MoMu-Diffusion: On Learning Long-Term Motion-Music Synchronization and Correspondence
Overview
Motion-to-music and music-to-motion have been studied separately, each attracting substantial research interest within their respective domains. The interaction between human motion and music is a reflection of advanced human intelligence, and establishing a unified relationship between them is particularly important. However, to date, there has been no work that considers them jointly to explore the modality alignment within. To bridge this gap, we propose a novel framework, termed MoMu-Diffusion, for long-term and synchronous motion-music generation. Firstly, to mitigate the huge computational costs raised by long sequences, we propose a novel Bidirectional Contrastive Rhythmic Variational Auto-Encoder (BiCoR-VAE) that extracts the modality-aligned latent representations for both motion and music inputs.
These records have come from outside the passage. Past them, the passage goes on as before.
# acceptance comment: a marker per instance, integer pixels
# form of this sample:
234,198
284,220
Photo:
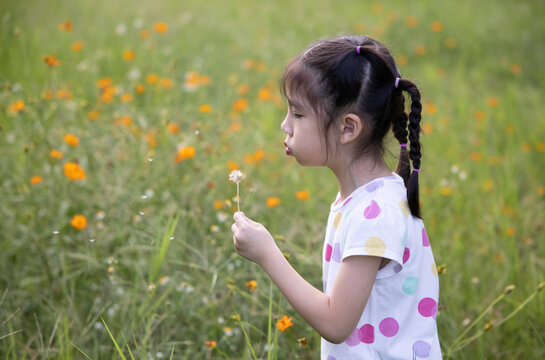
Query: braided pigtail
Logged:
415,148
399,128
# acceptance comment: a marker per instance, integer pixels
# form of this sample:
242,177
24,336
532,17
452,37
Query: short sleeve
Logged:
376,229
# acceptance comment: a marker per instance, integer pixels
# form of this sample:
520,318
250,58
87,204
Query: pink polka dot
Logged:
328,252
388,327
406,255
427,307
425,240
372,211
353,339
366,334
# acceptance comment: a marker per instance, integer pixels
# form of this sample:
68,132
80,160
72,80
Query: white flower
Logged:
236,176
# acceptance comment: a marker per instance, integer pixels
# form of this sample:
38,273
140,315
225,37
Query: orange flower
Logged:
272,202
73,171
152,78
51,60
129,55
71,139
160,27
211,344
79,222
66,26
140,89
185,152
173,128
36,179
493,101
411,21
17,106
205,108
232,165
302,195
420,50
55,154
284,323
77,46
252,284
144,34
264,94
240,105
436,26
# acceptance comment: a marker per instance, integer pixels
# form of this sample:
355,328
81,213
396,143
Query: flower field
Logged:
120,123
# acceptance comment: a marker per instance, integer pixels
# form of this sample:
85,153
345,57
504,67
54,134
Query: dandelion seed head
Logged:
236,176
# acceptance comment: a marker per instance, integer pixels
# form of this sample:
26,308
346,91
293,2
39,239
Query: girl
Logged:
380,285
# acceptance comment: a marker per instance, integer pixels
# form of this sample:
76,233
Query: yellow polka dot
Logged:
404,207
375,246
434,269
337,220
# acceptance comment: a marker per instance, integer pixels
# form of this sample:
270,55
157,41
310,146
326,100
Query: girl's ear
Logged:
351,127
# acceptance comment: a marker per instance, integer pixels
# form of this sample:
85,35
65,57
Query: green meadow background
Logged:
153,271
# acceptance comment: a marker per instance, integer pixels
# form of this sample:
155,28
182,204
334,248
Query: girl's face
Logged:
305,140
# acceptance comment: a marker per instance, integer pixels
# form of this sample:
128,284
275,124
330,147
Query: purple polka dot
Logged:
353,339
425,240
406,255
421,349
372,211
374,186
427,307
337,252
366,334
388,327
328,251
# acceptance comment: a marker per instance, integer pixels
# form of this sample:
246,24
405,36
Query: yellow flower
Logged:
284,323
17,106
160,27
79,222
55,154
272,202
302,195
211,344
185,152
205,108
73,171
36,179
129,55
252,284
71,139
77,46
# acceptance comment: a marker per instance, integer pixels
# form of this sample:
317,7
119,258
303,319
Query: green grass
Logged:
482,180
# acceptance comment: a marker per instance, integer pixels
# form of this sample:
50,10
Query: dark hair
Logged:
333,79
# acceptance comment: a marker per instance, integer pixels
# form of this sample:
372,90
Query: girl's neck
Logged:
351,176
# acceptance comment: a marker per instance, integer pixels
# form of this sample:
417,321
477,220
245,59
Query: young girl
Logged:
379,276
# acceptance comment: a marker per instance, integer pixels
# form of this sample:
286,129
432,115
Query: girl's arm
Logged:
335,316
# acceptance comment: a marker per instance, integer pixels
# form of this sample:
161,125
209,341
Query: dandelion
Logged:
79,222
36,179
236,176
272,202
284,323
252,284
73,171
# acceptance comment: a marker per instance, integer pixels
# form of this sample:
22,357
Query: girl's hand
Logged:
252,240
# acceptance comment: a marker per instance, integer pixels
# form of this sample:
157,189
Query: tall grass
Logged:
154,274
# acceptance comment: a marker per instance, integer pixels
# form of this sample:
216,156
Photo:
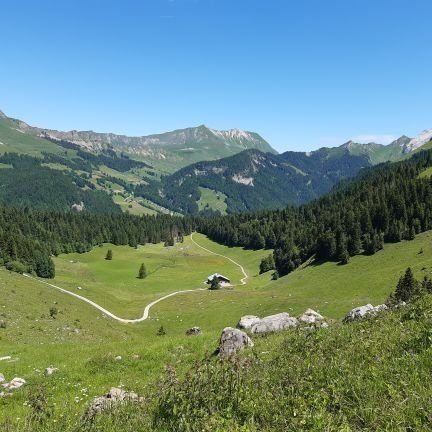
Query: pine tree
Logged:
408,287
142,273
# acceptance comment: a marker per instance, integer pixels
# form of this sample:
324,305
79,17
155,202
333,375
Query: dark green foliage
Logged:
267,264
43,265
408,288
387,203
278,180
28,237
142,272
361,377
29,184
427,284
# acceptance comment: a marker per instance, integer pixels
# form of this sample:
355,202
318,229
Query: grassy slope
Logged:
85,358
213,200
15,141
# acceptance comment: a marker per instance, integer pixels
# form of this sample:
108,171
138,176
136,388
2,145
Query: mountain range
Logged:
186,171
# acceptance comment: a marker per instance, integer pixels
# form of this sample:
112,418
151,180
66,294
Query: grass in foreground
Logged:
82,343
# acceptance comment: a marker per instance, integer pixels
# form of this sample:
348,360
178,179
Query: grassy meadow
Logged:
83,343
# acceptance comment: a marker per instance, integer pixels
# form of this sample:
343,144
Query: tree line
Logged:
387,203
29,238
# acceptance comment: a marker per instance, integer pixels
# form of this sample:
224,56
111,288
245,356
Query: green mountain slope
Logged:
253,180
168,151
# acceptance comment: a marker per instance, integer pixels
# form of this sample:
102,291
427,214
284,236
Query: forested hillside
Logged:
253,180
28,238
385,204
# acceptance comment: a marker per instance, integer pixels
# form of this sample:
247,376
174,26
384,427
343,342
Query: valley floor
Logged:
83,342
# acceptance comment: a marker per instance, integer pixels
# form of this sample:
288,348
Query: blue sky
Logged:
303,73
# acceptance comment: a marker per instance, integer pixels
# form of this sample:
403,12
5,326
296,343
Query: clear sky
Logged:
302,73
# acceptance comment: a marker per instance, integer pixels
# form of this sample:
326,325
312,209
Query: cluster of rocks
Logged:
364,311
113,398
10,386
235,339
194,331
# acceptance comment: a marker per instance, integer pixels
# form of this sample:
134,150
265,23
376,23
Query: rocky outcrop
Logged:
364,311
248,321
114,398
233,340
311,317
194,331
274,323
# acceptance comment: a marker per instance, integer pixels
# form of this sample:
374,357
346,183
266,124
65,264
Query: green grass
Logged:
82,342
131,206
12,140
213,200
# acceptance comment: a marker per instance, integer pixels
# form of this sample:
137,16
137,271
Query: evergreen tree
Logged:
142,273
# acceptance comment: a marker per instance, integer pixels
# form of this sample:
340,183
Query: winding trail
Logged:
146,312
245,276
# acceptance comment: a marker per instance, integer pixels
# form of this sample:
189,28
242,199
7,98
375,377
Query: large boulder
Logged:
364,311
233,340
113,398
274,323
193,331
248,321
311,317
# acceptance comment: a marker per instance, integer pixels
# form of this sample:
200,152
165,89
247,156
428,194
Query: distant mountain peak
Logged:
421,139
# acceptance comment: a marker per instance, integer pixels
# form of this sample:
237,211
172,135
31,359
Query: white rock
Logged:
233,340
248,321
365,311
311,317
274,323
50,371
15,384
115,397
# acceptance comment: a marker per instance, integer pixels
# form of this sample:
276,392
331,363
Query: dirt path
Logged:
146,312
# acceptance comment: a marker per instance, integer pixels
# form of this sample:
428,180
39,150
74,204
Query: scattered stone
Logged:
364,311
50,371
248,321
274,323
115,397
194,331
233,340
15,384
311,317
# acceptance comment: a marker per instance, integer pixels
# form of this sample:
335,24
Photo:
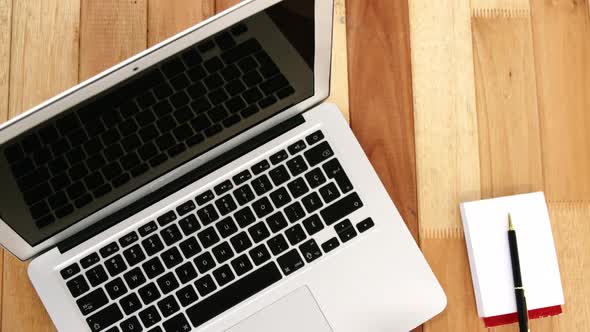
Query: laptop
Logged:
204,185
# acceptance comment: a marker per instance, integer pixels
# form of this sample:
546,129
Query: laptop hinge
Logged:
176,185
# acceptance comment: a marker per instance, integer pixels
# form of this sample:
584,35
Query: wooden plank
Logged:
167,18
44,62
5,30
381,96
508,117
111,31
447,153
339,94
561,31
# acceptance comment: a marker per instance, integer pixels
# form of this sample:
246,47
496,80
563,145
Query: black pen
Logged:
523,315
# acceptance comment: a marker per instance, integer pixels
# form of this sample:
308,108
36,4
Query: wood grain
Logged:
381,96
339,80
561,31
111,31
508,117
447,153
167,18
44,62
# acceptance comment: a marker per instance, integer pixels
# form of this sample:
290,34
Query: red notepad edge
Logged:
513,317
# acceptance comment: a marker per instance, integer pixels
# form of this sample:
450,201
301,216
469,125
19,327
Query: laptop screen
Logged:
89,156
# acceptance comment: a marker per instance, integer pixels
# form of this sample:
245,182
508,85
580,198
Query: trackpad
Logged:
295,312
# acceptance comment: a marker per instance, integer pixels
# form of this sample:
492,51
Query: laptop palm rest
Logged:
295,312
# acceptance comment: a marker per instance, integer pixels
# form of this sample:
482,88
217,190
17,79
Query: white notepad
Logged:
486,224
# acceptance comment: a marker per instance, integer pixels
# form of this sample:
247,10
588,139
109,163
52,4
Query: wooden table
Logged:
487,98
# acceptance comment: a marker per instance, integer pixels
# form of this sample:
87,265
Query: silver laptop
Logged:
203,185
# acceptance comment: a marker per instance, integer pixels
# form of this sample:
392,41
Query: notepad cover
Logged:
485,224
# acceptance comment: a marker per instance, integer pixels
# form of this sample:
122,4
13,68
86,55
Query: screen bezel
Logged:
14,243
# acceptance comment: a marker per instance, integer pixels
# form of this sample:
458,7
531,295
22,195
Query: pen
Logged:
523,318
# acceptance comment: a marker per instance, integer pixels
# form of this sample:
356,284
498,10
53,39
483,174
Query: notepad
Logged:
485,224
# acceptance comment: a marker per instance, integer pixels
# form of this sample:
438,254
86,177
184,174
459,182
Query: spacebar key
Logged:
234,294
341,208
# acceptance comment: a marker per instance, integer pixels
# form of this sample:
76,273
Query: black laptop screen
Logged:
65,169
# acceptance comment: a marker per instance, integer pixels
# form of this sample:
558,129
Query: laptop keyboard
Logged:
192,96
232,241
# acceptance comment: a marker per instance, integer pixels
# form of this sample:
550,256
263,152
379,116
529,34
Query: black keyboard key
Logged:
278,244
116,288
171,235
153,268
104,318
226,227
330,245
277,222
167,283
171,257
150,317
109,250
177,323
89,260
204,262
279,157
223,275
152,245
189,224
315,178
242,177
244,217
259,232
242,265
115,265
341,208
96,275
134,278
149,293
280,197
128,239
77,286
294,212
312,202
204,197
70,271
185,208
190,247
279,175
290,262
329,192
208,237
365,225
205,285
259,254
261,185
130,303
134,255
186,272
310,250
207,214
148,228
241,242
222,252
244,194
298,187
297,165
318,154
234,294
262,207
225,204
260,167
313,224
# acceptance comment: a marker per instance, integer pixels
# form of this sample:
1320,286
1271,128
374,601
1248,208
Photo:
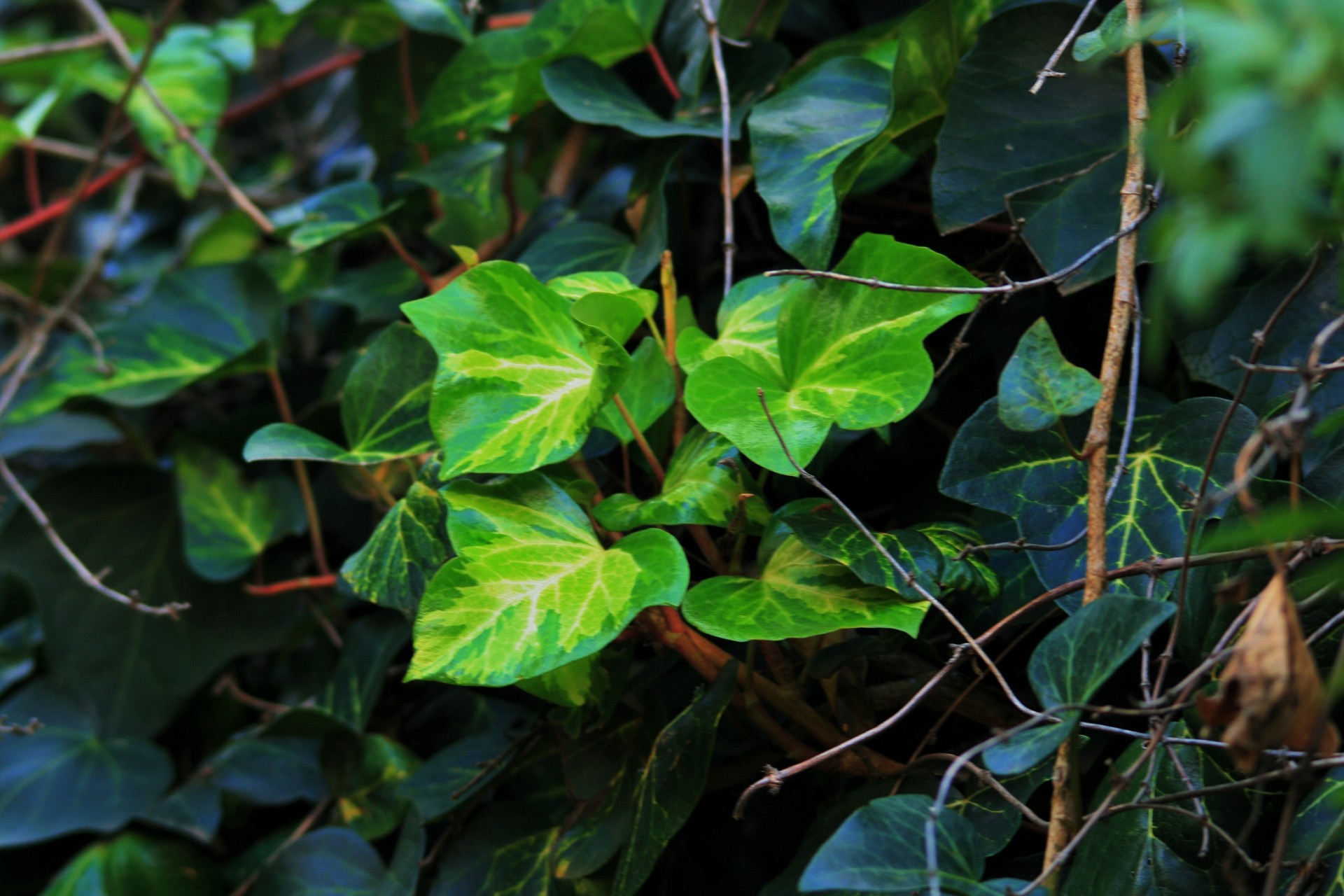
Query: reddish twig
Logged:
292,584
663,71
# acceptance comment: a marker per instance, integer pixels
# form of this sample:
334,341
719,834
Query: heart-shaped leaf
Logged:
704,484
799,594
385,409
519,381
802,136
1035,480
227,522
403,554
1040,386
531,587
848,355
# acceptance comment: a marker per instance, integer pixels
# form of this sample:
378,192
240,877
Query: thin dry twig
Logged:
51,49
1049,71
711,26
1006,288
100,18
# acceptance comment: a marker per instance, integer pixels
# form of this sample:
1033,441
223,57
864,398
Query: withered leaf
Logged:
1270,691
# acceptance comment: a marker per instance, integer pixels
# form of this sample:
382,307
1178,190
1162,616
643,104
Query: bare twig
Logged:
711,26
51,49
100,18
1007,288
39,516
1049,71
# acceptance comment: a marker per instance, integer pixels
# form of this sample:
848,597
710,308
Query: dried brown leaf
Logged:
1270,691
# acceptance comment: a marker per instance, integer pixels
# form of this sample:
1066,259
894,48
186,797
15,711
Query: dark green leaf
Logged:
194,323
137,864
999,139
531,587
704,482
832,535
799,594
227,522
327,862
802,136
847,355
672,780
1040,386
125,519
59,780
531,403
385,409
1035,480
403,554
882,848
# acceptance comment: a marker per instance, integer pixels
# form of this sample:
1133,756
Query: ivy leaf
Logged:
971,574
403,554
226,522
1152,853
500,71
671,782
371,644
588,92
86,636
531,587
1035,480
1070,664
748,323
385,409
192,81
1040,386
882,848
850,356
137,864
519,382
445,18
704,482
999,139
824,530
332,860
799,594
336,213
192,324
648,393
1210,348
59,780
802,136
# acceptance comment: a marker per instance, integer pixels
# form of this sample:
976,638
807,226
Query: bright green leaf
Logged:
1040,386
704,482
403,554
531,587
799,594
850,355
385,409
519,381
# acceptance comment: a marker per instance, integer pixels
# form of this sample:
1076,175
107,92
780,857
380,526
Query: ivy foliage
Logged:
410,415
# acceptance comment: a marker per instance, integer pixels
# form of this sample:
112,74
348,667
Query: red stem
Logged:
663,71
292,584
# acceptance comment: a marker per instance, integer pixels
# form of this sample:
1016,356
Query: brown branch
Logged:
131,601
100,18
51,49
711,26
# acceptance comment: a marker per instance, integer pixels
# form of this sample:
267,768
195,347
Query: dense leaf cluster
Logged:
426,351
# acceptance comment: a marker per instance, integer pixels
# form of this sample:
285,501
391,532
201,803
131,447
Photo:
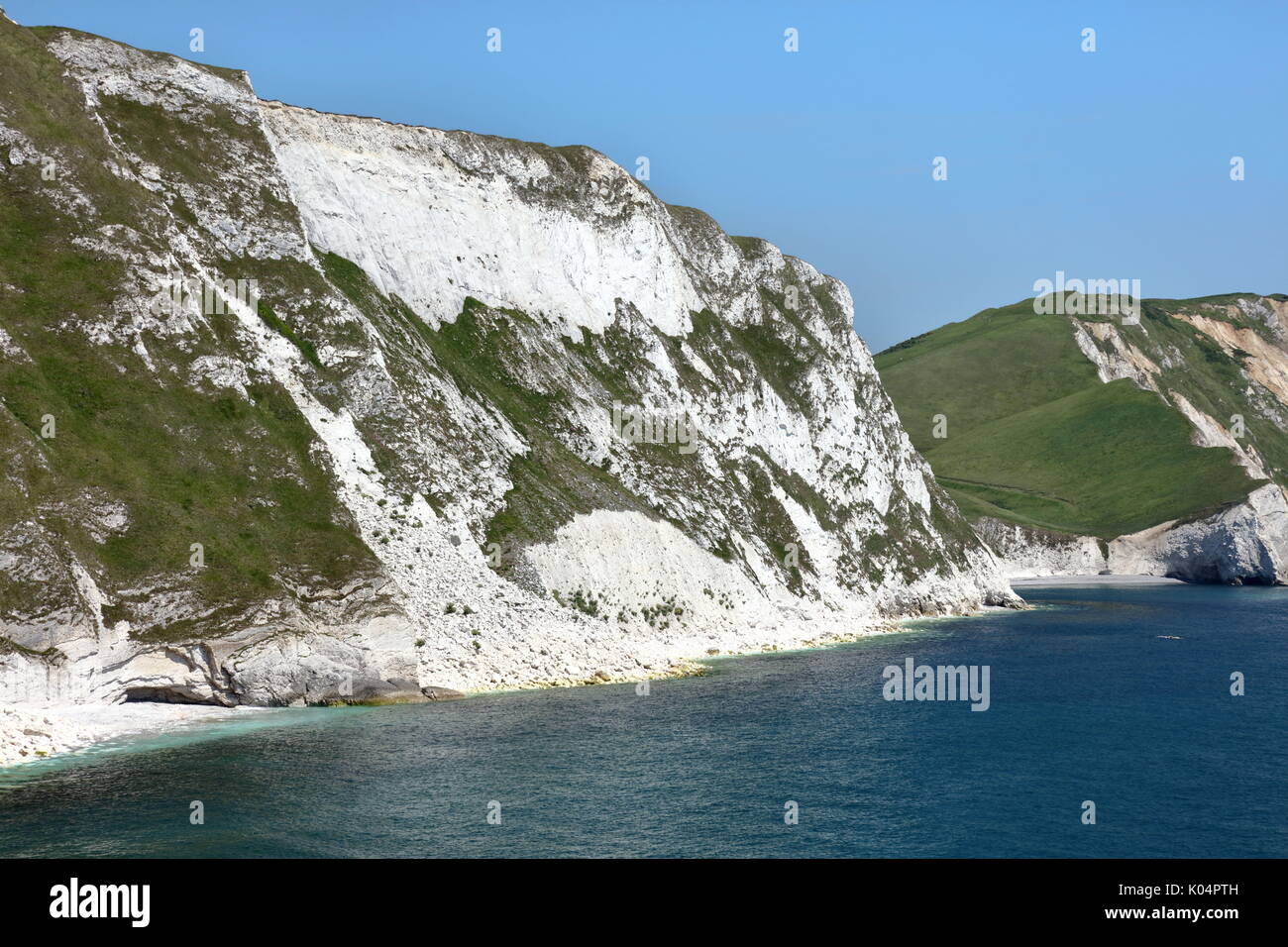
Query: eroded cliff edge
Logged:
394,466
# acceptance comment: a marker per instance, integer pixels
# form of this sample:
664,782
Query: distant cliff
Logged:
1098,444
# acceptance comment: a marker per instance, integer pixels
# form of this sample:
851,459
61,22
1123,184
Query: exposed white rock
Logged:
579,252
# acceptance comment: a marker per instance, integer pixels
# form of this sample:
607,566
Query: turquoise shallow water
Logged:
1087,702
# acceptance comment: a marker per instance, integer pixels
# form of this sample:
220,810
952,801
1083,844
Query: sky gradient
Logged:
1113,163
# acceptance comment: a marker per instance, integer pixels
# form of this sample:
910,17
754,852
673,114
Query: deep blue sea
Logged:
1087,702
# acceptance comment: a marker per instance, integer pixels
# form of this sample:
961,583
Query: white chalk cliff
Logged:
447,321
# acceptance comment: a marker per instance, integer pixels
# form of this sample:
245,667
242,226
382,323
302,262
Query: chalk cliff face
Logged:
399,460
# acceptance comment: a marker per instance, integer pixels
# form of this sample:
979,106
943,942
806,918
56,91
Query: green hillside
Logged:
1034,437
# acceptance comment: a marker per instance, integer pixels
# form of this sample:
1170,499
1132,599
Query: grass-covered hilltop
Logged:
299,406
1103,427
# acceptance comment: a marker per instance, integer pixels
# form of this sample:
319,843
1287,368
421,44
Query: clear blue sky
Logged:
1107,163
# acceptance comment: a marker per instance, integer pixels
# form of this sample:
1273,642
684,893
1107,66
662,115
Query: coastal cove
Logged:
1116,693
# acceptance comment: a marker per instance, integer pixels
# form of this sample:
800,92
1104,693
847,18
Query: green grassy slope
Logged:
1033,437
188,463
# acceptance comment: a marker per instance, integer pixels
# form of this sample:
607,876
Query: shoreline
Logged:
31,733
1095,579
38,733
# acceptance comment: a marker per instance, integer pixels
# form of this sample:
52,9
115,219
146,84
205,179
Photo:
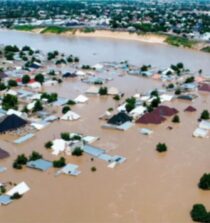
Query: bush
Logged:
65,136
176,119
103,91
205,182
199,213
66,109
77,152
205,115
12,83
25,79
35,156
59,163
161,147
48,144
116,97
9,102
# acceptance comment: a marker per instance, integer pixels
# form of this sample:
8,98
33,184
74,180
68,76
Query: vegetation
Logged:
77,151
161,147
66,109
200,214
20,161
103,91
37,106
26,79
59,163
35,156
176,119
205,115
205,182
48,145
9,102
130,104
39,78
180,41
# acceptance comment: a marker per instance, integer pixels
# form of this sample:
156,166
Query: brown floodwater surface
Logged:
148,188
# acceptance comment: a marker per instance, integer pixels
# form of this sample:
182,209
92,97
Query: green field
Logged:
180,41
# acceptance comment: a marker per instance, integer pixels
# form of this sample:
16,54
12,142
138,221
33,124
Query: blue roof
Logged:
5,199
93,151
24,138
40,164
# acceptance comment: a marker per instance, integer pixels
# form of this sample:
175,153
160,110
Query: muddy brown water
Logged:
147,188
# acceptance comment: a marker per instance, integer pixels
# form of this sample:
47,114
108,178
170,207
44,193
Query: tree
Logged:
66,109
103,91
205,115
26,79
59,163
77,151
37,106
35,156
205,182
39,78
9,102
65,136
48,144
176,119
12,83
161,147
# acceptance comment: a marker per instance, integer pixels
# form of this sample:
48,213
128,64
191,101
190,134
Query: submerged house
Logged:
3,154
11,123
119,119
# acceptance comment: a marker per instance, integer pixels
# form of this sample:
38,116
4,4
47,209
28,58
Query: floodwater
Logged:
92,50
147,188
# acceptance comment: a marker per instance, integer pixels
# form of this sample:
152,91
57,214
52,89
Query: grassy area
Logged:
88,30
25,27
180,41
206,49
56,29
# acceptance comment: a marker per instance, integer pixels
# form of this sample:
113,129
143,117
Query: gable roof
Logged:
119,119
11,122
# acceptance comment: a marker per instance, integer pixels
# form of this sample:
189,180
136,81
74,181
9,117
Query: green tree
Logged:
26,79
39,78
10,102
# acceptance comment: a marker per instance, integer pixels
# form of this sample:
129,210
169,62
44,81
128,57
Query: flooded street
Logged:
149,187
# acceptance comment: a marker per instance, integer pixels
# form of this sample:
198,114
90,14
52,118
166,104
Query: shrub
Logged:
66,109
205,182
205,115
35,156
116,97
77,151
59,163
65,136
161,147
176,119
48,144
103,91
Subsequently, leveraging the aligned latent spaces, we introduce a multi-modal diffusion Transformer model and a cross-guidance sampling strategy to enable various generation tasks, including cross-modal, multi-modal, and variable-length generation. Extensive experiments demonstrate that MoMu-Diffusion surpasses recent state-of-the-art methods both qualitatively and quantitatively, and can synthesize realistic, diverse, long-term, and beat-matched music or motion sequences.
Model Architecture
An overview of the proposed MoMu-Diffusion framework. MoMu-Diffusion contains two integral components: a bidirectional contrastive rhythmic Variational Autoencoder (BiCoR-VAE) designed to learn the aligned latent space, and a diffusion transformer model responsible for sequence generation. This framework is adept at facilitating both cross-modal and multi-modal joint generations, offering a robust approach to the integrated synthesis of motion and music.
Figure.1 The overall architecture of MoMu-Diffusion.